It seems easy at first, but it requires three main elements:

First, we need data. Sometimes these data sources can be heterogeneous (text, audio, video, pictures etc.), and we may need to “clean” them before they can be used efficiently.
Next, we need compute power. Think again about ourselves again: our brains can perform a lot of calculations and operations, but it’s impossible to split one task between multiple brains. Ask a friend to do multiplication with you, and you’ll see this for yourself. With computers though, anything is possible! We are now able to parallelise calculations across multiple computers (i.e. a cluster), allowing us to get the results we want faster than ever.
Last, we need a framework, which is a bunch of tools that allow you to use this datalake and compute power efficiently.

How do we build this? Let’s find out together!

Step 1: Find the right framework

As you’ll have seen from the title of this post, it’s not a secret that Apache Spark is our preferred tool at OVH.

We chose Apache Spark because it is an open-source distributed, general-purpose cluster-computing framework that has the largest open-source community in the world of big data, and it is up to 100 times faster than the previous cluster computing framework, Hadoop MapReduce, thanks to nice features like in-memory processing and lazy evaluation.

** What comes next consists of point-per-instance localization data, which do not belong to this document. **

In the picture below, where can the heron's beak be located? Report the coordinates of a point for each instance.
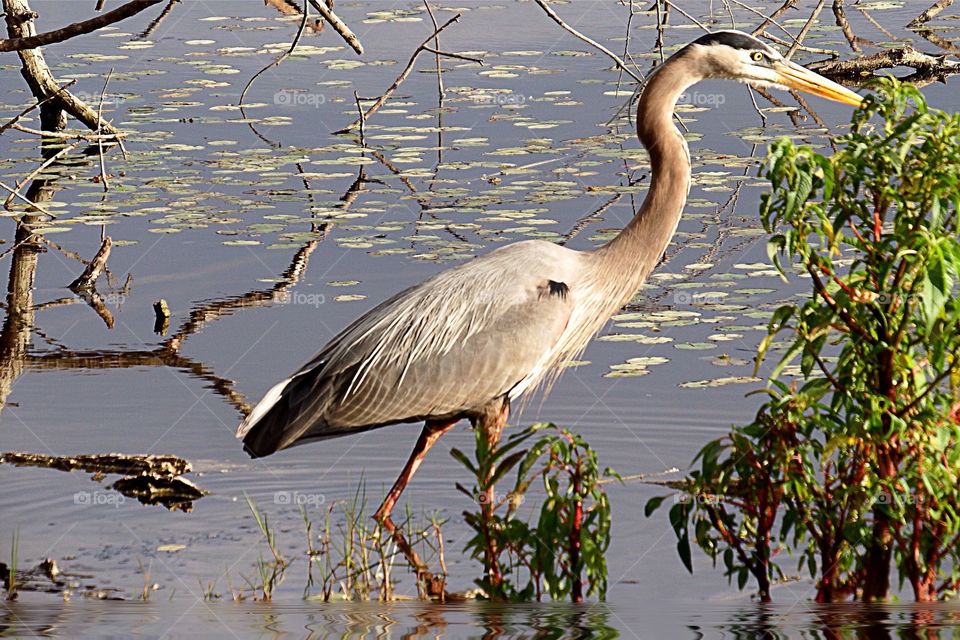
(800, 78)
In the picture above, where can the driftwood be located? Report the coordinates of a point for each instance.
(930, 13)
(338, 25)
(86, 280)
(159, 466)
(151, 479)
(20, 25)
(424, 46)
(904, 56)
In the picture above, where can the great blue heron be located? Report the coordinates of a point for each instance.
(468, 341)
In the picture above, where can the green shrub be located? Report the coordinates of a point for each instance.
(852, 468)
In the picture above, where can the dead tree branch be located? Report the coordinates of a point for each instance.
(20, 24)
(86, 280)
(930, 13)
(380, 101)
(905, 56)
(338, 25)
(132, 8)
(593, 43)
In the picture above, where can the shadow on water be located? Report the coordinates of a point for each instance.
(21, 324)
(843, 621)
(485, 620)
(342, 620)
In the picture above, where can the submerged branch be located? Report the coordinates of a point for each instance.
(904, 56)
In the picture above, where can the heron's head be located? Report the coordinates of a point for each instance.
(735, 55)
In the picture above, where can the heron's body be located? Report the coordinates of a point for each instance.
(468, 341)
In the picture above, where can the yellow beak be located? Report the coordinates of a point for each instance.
(802, 79)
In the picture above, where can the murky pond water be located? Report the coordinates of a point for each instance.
(215, 211)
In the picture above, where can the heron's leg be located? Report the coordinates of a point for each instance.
(428, 437)
(491, 423)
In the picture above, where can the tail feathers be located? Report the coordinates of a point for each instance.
(273, 424)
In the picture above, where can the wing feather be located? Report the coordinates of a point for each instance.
(445, 347)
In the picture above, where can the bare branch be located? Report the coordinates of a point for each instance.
(380, 101)
(338, 26)
(77, 28)
(593, 43)
(86, 280)
(930, 13)
(905, 56)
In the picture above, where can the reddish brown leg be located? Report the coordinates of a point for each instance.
(428, 437)
(491, 422)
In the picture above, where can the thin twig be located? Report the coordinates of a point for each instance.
(930, 13)
(32, 174)
(687, 15)
(283, 56)
(772, 18)
(85, 137)
(593, 43)
(806, 28)
(436, 44)
(14, 193)
(380, 101)
(86, 280)
(77, 28)
(103, 167)
(338, 25)
(35, 105)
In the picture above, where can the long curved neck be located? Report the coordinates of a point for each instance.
(634, 252)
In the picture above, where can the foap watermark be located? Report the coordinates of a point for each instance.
(684, 297)
(698, 99)
(299, 499)
(516, 499)
(297, 297)
(98, 498)
(299, 99)
(700, 498)
(93, 97)
(500, 99)
(114, 299)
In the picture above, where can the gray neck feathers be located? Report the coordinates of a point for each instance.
(625, 261)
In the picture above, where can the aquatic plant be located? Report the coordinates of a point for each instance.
(852, 467)
(564, 553)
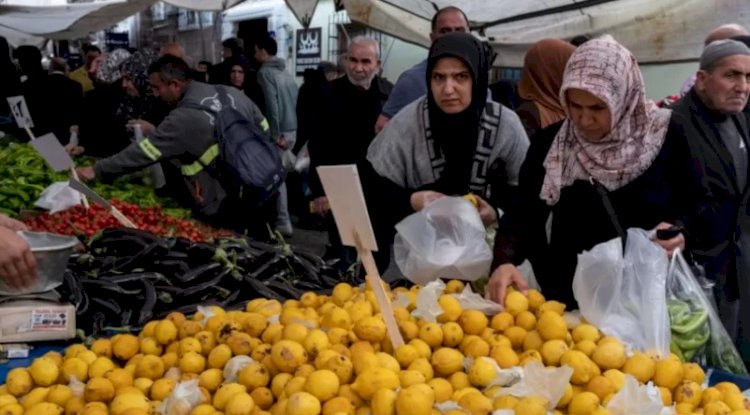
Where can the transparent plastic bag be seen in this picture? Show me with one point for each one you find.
(58, 197)
(634, 398)
(185, 396)
(428, 307)
(625, 295)
(234, 366)
(698, 334)
(445, 240)
(545, 382)
(470, 300)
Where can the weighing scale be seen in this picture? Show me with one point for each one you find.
(37, 314)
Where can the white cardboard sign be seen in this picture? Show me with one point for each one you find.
(53, 152)
(345, 196)
(20, 111)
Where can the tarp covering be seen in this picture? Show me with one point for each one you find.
(28, 24)
(303, 10)
(656, 31)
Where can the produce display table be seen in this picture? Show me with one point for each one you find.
(39, 350)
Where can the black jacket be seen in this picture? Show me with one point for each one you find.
(580, 220)
(345, 125)
(55, 103)
(725, 211)
(102, 131)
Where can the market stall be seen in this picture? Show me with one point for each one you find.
(178, 320)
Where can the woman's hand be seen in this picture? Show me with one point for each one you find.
(423, 198)
(670, 245)
(503, 277)
(486, 212)
(17, 263)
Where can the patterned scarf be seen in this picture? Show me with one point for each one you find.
(610, 72)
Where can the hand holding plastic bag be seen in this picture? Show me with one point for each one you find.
(445, 240)
(625, 294)
(58, 197)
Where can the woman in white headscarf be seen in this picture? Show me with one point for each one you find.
(614, 148)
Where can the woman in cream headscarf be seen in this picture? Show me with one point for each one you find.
(614, 141)
(541, 78)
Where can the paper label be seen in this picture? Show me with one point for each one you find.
(49, 319)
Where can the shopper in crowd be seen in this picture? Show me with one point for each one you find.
(345, 127)
(716, 128)
(314, 90)
(280, 92)
(615, 147)
(54, 101)
(10, 83)
(18, 266)
(202, 70)
(722, 32)
(411, 85)
(432, 146)
(63, 113)
(83, 75)
(541, 77)
(102, 131)
(231, 48)
(186, 138)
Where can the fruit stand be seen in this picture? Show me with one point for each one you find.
(177, 318)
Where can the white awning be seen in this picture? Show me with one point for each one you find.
(656, 31)
(29, 24)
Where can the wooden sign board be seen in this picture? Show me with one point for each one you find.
(347, 200)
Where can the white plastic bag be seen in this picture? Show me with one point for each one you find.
(470, 300)
(635, 399)
(625, 295)
(234, 366)
(427, 307)
(545, 382)
(185, 396)
(443, 240)
(58, 197)
(303, 160)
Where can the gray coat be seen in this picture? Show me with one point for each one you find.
(186, 139)
(280, 91)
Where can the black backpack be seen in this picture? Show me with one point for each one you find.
(249, 164)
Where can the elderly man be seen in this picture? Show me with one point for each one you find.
(717, 132)
(346, 122)
(412, 83)
(720, 33)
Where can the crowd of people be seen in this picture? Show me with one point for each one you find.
(569, 158)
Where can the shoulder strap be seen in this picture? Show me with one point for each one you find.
(604, 194)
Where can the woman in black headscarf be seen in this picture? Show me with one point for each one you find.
(451, 142)
(243, 77)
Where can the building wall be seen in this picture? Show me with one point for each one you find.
(665, 80)
(397, 55)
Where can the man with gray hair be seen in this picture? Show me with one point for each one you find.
(717, 133)
(346, 124)
(722, 32)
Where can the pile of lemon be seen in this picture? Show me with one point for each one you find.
(331, 355)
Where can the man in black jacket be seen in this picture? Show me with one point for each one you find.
(55, 101)
(717, 132)
(346, 124)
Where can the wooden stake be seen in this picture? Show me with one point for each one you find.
(376, 283)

Apache Spark is the leading platform for large-scale SQL, batch processing, stream processing and machine learning, with an easy-to-use API, and for coding in Spark, you have the option of using different programming languages, including Java, Scala, Python, R and SQL.

Other tools, like Apache Flink and Beam, look very promising as well, and will be part of our upcoming services.

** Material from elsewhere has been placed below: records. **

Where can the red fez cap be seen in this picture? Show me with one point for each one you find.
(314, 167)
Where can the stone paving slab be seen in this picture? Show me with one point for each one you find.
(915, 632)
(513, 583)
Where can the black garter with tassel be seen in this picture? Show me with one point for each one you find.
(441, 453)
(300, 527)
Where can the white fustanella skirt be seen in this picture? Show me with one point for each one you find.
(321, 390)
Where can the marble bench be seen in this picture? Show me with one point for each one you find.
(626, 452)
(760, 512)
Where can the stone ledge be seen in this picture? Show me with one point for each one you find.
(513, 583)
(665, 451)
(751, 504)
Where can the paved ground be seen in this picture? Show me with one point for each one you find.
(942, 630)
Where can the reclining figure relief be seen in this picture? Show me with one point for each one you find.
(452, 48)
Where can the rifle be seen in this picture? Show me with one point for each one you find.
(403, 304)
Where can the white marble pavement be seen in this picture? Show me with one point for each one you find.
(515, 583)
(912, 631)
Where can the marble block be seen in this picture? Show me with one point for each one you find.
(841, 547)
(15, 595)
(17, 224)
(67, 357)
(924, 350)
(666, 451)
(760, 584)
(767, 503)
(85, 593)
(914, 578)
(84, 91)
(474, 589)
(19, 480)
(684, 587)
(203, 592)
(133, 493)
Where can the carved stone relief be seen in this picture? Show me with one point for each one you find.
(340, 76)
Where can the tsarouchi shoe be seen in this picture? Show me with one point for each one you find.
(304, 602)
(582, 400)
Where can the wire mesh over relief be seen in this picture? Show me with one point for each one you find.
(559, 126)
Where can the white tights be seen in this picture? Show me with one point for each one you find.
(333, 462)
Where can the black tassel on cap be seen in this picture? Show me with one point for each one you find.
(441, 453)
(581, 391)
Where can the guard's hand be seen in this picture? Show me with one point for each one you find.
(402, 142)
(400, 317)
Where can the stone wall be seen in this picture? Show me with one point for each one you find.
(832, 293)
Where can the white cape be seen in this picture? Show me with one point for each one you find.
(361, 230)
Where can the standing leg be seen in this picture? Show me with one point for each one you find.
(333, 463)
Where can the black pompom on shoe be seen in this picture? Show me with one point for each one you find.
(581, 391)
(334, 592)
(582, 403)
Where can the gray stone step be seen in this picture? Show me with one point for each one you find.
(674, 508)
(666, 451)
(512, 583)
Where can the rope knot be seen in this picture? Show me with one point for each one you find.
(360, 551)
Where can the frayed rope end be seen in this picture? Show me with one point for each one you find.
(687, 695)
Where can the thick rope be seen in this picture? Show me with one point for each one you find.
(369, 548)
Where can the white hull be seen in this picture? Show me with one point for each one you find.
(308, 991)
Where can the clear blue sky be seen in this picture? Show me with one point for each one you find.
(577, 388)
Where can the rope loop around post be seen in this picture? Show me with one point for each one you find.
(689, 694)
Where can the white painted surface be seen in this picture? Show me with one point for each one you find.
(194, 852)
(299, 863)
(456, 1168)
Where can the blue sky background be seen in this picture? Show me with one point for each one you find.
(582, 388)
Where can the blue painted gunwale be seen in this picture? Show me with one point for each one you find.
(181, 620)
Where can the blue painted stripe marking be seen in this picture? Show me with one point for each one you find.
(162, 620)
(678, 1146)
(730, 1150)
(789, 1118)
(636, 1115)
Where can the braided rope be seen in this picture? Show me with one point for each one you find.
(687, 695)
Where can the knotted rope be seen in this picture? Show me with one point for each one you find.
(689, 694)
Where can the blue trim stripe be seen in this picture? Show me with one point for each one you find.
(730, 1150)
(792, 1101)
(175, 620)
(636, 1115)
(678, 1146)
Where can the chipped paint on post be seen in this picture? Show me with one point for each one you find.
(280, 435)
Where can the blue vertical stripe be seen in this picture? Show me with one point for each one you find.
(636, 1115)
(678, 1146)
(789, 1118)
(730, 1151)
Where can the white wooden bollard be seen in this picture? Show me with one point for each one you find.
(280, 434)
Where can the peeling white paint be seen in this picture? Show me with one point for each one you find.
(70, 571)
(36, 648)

The different components of Apache Spark are:

Apache Spark Core, which provides in-memory computing, and forms the basis of other components
Spark SQL, which provides structured and semi-structured data abstraction
Spark Streaming, which performs streaming analysis using RDD (Resilient Distributed Datasets) transformation
MLib (Machine Learning Library), which is a distributed machine learning framework above Spark
GraphX, which is a distributed graph processing framework on top of Spark

The Apache Spark architecture principle

Before going further, let’s take the time to understand how Apache Spark can be so fast by reviewing its workflow.

Here is a sample code in Python, where we will read a file and count the number of lines with the letter ‘a’, and the number of lines with the letter ‘b’.

from pyspark import SparkContext
 
logFile = "YOUR_SPARK_HOME/README.md"  # Should be some file on your system
sc = SparkContext("local", "Simple App")
logData = sc.textFile(logFile).cache()
 
numAs = logData.filter(lambda s: 'a' in s).count()
numBs = logData.filter(lambda s: 'b' in s).count()
 
print("Lines with a: %i, lines with b: %i" % (numAs, numBs))
 
sc.stop()

This code is part of your Spark Application, also known as your Driver Program.

Each action (count(), in our example) will trigger jobs. Apache Spark will then split your work into multiple tasks that can be computed separately.

Apache Spark stores data in RDD (Resilient Distributed Datasets), which is an immutable distributed collection of objects, and then divides it into different logical partitions, so it can process each part in parallel, in different nodes of the cluster.

Task parallelism and in-memory computing are the key to being ultra-fast here. You can go deeper in the official documentation.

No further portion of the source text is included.